Suppose \(M\) is a TM | Suppose \(D\) is a TM | Suppose \(E\) is an enumerator | |
that recognizes \(L\) | that decides \(L\) | that enumerates \(L\) | |
If string \(w\) is in \(L\) then … | |||
If string \(w\) is not in \(L\) then … | |||
Describing Turing machines (Sipser p. 185)
The Church-Turing thesis posits that each algorithm can be implemented by some Turing machine
High-level descriptions of Turing machine algorithms are written as indented text within quotation marks.
Stages of the algorithm are typically numbered consecutively.
The first line specifies the input to the machine, which must be a string. This string may be the encoding of some object or list of objects.
Notation: \(\langle O \rangle\) is the string that encodes the object \(O\). \(\langle O_1, \ldots, O_n \rangle\) is the string that encodes the list of objects \(O_1, \ldots, O_n\).
Assumption: There are Turing machines that can be called as subroutines to decode the string representations of common objects and interact with these objects as intended (data structures).
For example, since there are algorithms to answer each of the following questions, by Church-Turing thesis, there is a Turing machine that accepts exactly those strings for which the answer to the question is “yes”
Does a string over \(\{0,1\}\) have even length?
Does a string over \(\{0,1\}\) encode a string of ASCII characters?1
Does a DFA have a specific number of states?
Do two NFAs have any state names in common?
Do two CFGs have the same start variable?
A computational problem is decidable iff language encoding its positive problem instances is decidable.
The computational problem “Does a specific DFA accept a given string?” is encoded by the language \[\begin{aligned} &\{ \textrm{representations of DFAs $M$ and strings $w$ such that $w \in L(M)$}\} \\ =& \{ \langle M, w \rangle \mid M \textrm{ is a DFA}, w \textrm{ is a string}, w \in L(M) \} \end{aligned}\]
The computational problem “Is the language generated by a CFG empty?” is encoded by the language \[\begin{aligned} &\{ \textrm{representations of CFGs $G$ such that $L(G) = \emptyset$}\} \\ =& \{ \langle G \rangle \mid G \textrm{ is a CFG}, L(G) = \emptyset \} \end{aligned}\]

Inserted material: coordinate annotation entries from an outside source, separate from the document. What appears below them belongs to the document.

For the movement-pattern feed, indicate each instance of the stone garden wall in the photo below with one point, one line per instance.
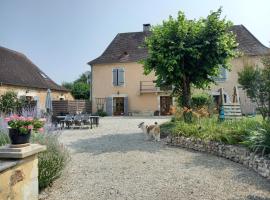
(235, 153)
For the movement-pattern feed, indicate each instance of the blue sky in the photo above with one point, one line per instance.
(61, 36)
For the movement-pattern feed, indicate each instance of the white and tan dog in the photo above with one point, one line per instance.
(152, 131)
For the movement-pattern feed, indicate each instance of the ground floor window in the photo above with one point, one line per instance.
(165, 105)
(118, 106)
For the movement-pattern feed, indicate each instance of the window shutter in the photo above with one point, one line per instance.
(109, 106)
(115, 77)
(121, 79)
(126, 105)
(223, 73)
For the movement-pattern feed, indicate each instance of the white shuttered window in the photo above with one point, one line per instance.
(118, 76)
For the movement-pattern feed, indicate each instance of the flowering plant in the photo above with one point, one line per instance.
(24, 124)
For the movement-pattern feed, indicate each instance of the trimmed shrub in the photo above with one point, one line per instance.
(200, 100)
(258, 139)
(101, 113)
(209, 129)
(4, 139)
(51, 162)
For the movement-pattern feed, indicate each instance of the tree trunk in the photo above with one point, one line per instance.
(268, 106)
(186, 93)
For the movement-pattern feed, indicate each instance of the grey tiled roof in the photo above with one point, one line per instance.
(127, 47)
(17, 69)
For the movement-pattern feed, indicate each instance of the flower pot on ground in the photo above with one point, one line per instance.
(17, 137)
(20, 128)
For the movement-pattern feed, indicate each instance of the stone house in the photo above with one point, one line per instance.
(119, 86)
(19, 74)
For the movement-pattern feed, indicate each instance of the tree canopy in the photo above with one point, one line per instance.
(186, 53)
(80, 88)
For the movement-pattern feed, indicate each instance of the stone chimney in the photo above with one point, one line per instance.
(146, 27)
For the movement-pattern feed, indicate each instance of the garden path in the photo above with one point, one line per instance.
(114, 161)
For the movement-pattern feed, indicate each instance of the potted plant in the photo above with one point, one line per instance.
(20, 128)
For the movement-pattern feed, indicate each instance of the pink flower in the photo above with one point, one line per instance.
(21, 118)
(29, 119)
(14, 117)
(41, 130)
(42, 119)
(7, 119)
(30, 127)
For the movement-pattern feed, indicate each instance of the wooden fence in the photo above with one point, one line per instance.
(71, 107)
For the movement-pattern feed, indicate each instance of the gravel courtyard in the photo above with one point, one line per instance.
(114, 161)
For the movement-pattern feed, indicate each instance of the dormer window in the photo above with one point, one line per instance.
(43, 75)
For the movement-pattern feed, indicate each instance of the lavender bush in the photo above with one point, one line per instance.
(51, 162)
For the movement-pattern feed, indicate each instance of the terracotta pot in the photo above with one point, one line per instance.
(16, 137)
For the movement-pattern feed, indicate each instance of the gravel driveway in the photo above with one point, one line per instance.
(114, 161)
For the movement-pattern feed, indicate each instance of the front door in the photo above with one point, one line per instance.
(165, 105)
(118, 106)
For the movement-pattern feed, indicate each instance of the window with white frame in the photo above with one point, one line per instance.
(118, 76)
(222, 76)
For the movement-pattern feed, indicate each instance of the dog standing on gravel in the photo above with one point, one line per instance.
(152, 131)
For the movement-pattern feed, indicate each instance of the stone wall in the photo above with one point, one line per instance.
(21, 180)
(19, 172)
(235, 153)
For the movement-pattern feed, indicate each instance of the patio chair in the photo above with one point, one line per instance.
(77, 121)
(68, 121)
(86, 119)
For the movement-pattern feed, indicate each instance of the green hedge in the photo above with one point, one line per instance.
(250, 132)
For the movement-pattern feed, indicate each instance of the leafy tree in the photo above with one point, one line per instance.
(186, 53)
(67, 85)
(10, 103)
(80, 88)
(85, 77)
(256, 82)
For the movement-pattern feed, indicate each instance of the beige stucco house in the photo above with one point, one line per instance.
(19, 74)
(119, 86)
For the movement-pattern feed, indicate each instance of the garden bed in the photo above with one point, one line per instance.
(234, 153)
(243, 141)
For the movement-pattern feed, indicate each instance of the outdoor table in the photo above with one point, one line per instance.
(95, 120)
(60, 120)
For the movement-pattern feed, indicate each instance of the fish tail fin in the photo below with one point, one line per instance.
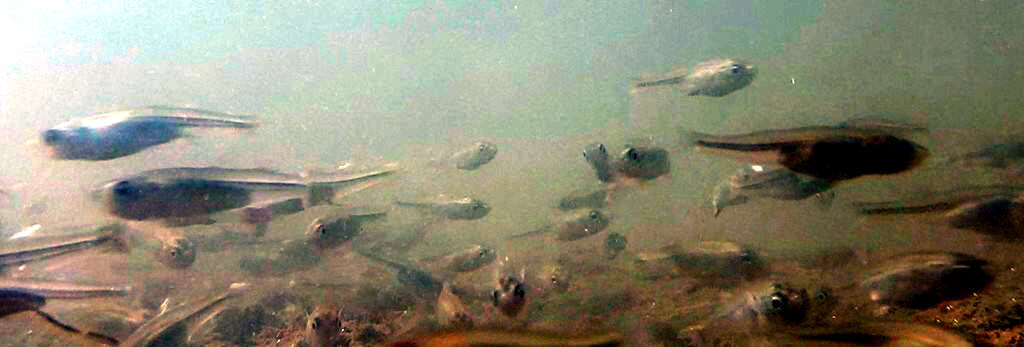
(689, 138)
(323, 190)
(640, 85)
(200, 118)
(75, 332)
(824, 199)
(120, 237)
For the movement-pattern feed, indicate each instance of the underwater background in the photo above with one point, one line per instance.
(376, 82)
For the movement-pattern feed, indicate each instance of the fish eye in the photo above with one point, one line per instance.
(52, 136)
(519, 292)
(124, 188)
(633, 155)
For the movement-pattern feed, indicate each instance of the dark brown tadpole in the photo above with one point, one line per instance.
(16, 301)
(597, 156)
(510, 296)
(642, 162)
(829, 154)
(840, 159)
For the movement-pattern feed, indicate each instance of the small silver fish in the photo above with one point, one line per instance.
(64, 290)
(176, 252)
(339, 226)
(451, 311)
(510, 295)
(14, 301)
(184, 192)
(468, 260)
(642, 162)
(117, 134)
(160, 330)
(779, 183)
(770, 303)
(597, 156)
(461, 208)
(475, 156)
(597, 199)
(574, 225)
(922, 279)
(832, 154)
(713, 78)
(324, 327)
(25, 250)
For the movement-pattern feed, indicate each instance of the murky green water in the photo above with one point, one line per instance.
(409, 82)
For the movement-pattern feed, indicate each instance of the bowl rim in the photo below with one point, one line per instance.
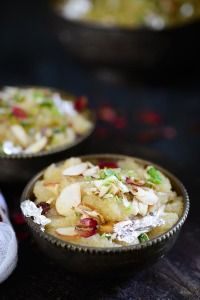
(95, 25)
(58, 149)
(80, 248)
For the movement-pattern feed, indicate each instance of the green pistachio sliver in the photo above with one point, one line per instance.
(143, 237)
(154, 175)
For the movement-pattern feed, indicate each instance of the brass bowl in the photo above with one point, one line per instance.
(95, 260)
(19, 168)
(140, 49)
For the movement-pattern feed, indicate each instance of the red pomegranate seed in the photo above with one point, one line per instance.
(135, 182)
(87, 233)
(107, 114)
(19, 112)
(81, 103)
(108, 164)
(120, 122)
(45, 207)
(89, 222)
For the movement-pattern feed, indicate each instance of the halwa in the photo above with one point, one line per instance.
(104, 204)
(39, 119)
(156, 14)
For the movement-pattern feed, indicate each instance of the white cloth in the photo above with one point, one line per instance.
(8, 244)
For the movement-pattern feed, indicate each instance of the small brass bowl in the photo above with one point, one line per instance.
(19, 168)
(95, 260)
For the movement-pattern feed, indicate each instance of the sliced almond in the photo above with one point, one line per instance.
(20, 134)
(37, 146)
(103, 190)
(146, 196)
(143, 208)
(135, 208)
(91, 171)
(66, 231)
(75, 170)
(123, 187)
(114, 189)
(69, 198)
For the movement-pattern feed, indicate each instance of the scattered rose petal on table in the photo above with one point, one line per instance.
(150, 117)
(18, 218)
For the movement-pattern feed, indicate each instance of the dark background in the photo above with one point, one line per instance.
(156, 119)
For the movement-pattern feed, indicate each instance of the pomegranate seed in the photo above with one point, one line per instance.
(87, 233)
(120, 122)
(45, 207)
(19, 112)
(89, 222)
(107, 114)
(108, 164)
(81, 103)
(135, 182)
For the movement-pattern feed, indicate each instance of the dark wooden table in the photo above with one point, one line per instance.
(159, 122)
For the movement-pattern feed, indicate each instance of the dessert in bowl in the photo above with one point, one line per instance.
(124, 211)
(38, 122)
(156, 14)
(134, 36)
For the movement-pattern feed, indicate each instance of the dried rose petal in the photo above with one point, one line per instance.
(150, 117)
(45, 207)
(18, 218)
(19, 112)
(22, 235)
(81, 103)
(107, 164)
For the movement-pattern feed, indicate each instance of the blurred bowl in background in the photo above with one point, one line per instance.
(20, 167)
(138, 48)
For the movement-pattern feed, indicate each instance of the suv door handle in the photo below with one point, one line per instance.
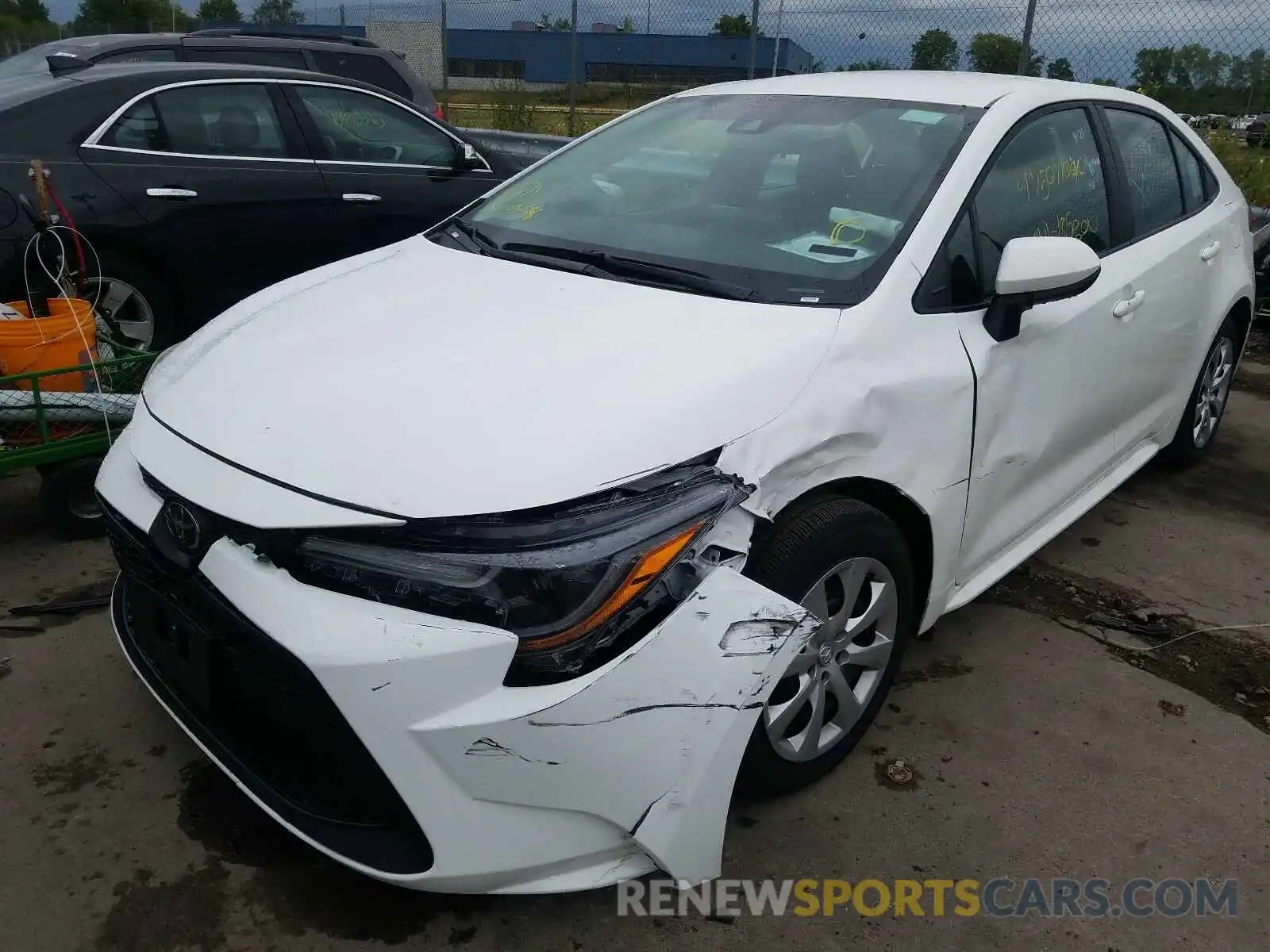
(1126, 308)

The computational problem “Is the given Turing machine a decider?” is encoded by the language \[\begin{aligned} &\{ \textrm{representations of TMs $M$ such that $M$ halts on every input}\} \\ =& \{ \langle M \rangle \mid M \textrm{ is a TM and for each string } w, \textrm{$M$ halts on $w$} \} \end{aligned}\]
Note: writing down the language encoding a computational problem is only the first step in determining if it’s recognizable, decidable, or …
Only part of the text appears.